I snorted softly. “You have no chance, Berna, just as Nerida had no chance.”
“A fox-shifter will always beat a half-breed who has not been warned. It is the way of the world. Full bloods are stronger, faster—especially when the half-breed is part human.”
“That might be true if we were actually dealing with a normal half-breed. But in the case of Moss and Merle, we’re not. They’re genetically engineered humans who have been implanted with the DNA of several races. They aren’t normal in any sense of the word.”
She blinked. “What?”
“I warned you there was more to this. Starr is not only the leader of one of the nastiest cartels in Melbourne, he’s also the head of a lab that has been playing in the DNA gene pool for several generations.” Her eyes widened as the implications of my words hit her. “Did you honestly think those winged things were a product of nature? Did you really think the zoo was nothing more than a collection of misfits?”

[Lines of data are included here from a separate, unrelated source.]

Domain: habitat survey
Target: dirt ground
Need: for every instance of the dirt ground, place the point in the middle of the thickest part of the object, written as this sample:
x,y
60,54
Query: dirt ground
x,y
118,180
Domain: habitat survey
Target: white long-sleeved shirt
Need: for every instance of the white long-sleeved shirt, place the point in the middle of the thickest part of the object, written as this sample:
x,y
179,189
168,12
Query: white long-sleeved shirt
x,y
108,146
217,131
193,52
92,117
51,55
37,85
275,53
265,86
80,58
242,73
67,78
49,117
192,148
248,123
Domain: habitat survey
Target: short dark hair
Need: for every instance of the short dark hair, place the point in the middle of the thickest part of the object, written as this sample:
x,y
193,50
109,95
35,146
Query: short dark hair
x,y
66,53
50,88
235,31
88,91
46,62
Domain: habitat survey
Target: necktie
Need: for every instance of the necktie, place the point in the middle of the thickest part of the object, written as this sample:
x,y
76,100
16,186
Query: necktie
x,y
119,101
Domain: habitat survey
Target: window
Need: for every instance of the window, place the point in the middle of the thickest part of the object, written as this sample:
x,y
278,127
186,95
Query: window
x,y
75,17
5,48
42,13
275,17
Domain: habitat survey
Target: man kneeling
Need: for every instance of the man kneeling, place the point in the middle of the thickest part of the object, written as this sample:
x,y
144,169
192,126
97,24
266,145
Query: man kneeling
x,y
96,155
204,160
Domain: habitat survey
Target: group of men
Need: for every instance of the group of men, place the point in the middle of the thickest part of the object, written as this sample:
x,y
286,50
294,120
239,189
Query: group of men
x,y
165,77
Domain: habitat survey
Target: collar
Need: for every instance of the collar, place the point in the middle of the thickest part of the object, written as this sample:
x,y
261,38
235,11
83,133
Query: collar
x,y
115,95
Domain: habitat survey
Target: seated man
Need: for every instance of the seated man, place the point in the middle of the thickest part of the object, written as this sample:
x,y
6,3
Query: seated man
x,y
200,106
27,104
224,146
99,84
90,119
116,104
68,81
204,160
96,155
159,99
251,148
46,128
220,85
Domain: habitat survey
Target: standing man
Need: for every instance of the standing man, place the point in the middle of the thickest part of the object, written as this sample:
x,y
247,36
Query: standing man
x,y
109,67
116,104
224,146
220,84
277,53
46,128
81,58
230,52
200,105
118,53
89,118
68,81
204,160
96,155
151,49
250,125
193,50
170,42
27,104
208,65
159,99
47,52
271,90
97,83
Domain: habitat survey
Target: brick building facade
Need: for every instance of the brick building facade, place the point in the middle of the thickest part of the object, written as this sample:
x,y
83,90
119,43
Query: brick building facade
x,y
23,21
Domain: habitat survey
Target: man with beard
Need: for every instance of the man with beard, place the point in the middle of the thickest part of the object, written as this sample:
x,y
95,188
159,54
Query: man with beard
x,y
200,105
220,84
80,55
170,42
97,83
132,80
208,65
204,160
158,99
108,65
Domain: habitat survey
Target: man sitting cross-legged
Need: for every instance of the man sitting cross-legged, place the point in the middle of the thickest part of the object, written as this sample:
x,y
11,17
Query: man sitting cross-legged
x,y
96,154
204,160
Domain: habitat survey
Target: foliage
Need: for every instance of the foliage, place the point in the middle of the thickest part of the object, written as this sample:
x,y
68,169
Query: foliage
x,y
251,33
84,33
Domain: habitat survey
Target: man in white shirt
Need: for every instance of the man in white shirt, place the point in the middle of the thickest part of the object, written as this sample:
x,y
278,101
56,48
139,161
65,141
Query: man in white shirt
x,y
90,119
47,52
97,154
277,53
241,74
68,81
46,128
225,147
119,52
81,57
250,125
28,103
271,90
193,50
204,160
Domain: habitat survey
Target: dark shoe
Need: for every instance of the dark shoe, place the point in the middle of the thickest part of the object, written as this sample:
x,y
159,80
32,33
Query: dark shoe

“Well, I’ve seen stranger things—” She stopped. “Why should I trust anything you say?”
“Because as a former ranger, you were trained by the military to see beyond the surface. You must know things are not what they seem in this place.” I shifted my stance from one foot to the other. I needed to get out there, to hunt down my brother and beat the crap out of whoever it was causing him pain. “I don’t really care if you believe me or not. But I promise you, if people I care about die because of your interference, you will pay.”
“You can’t know of our military service. Our files are sealed against public perusal.”
“Who said I was public?”
She blew out a breath. “We’ve walked into the middle of a major operation, haven’t we?”
“Yeah, and might well have blown it.”
“Fuck.” She thrust a hand through her short hair. “What can I do?”
I held up my hand rather than answering. From down the hall came the rough voices—the guards were doing a bed check. I grabbed a blanket and wrapped it around myself to hide my bloody state. We waited in silence until our turn came, answering accordingly when our names were called out. They didn’t ask about Nerida, so they obviously knew her fate.
When the guards moved away, I said, “Help me rescue my partner, then together we’ll see what we can do about yours. But if we do get her free, I want you both out of here.”
“Your partner has been caught?”
Caught, tortured, and on the move. But not under his own steam. “Yes. I need to get him out of here.”
“How? They have guards on all exits at the moment. No one is getting in or out.”
“Let’s concentrate on one problem at a time.”
I threw the blanket to one side, then turned on my heel and walked out. Berna followed, her larger feet slapping heavily against the floor, drowning out any noise my footfalls were making. I pushed open the exit door and stepped into the cool night air. The guard looked at us but didn’t say anything. He was human. He wouldn’t have seen or smelled the blood and sweat and fear riding my body.
“Where’d they take Nerida?” I asked, as we moved away.
“To the pens, wherever they are. She’s slotted in as the after-dinner entertainment.”
“Against those winged things?” I followed the path around to the left, following instinct and that tenuous, fragile thread that linked Rhoan and me.“Yeah. If she happens to survive that, she wins the right to fight Merle.” Berna’s gaze was grim when it met mine. “We both know that isn’t going to happen, but Nerida can’t or won’t see reason. Revenge has blinded her.”
I opened my mouth to say it was stupid, but the truth was, I could understand it. If something happened to Rhoan, hell itself wouldn’t stand a chance against my desire to get even. To make someone pay.
“Which means she won’t want to leave, even if we do rescue her.”
“She’ll leave. I promise you that.”
It was a promise she had better keep, or Jack would have both their heads. He didn’t have much patience for those who got in the way of Directorate operations.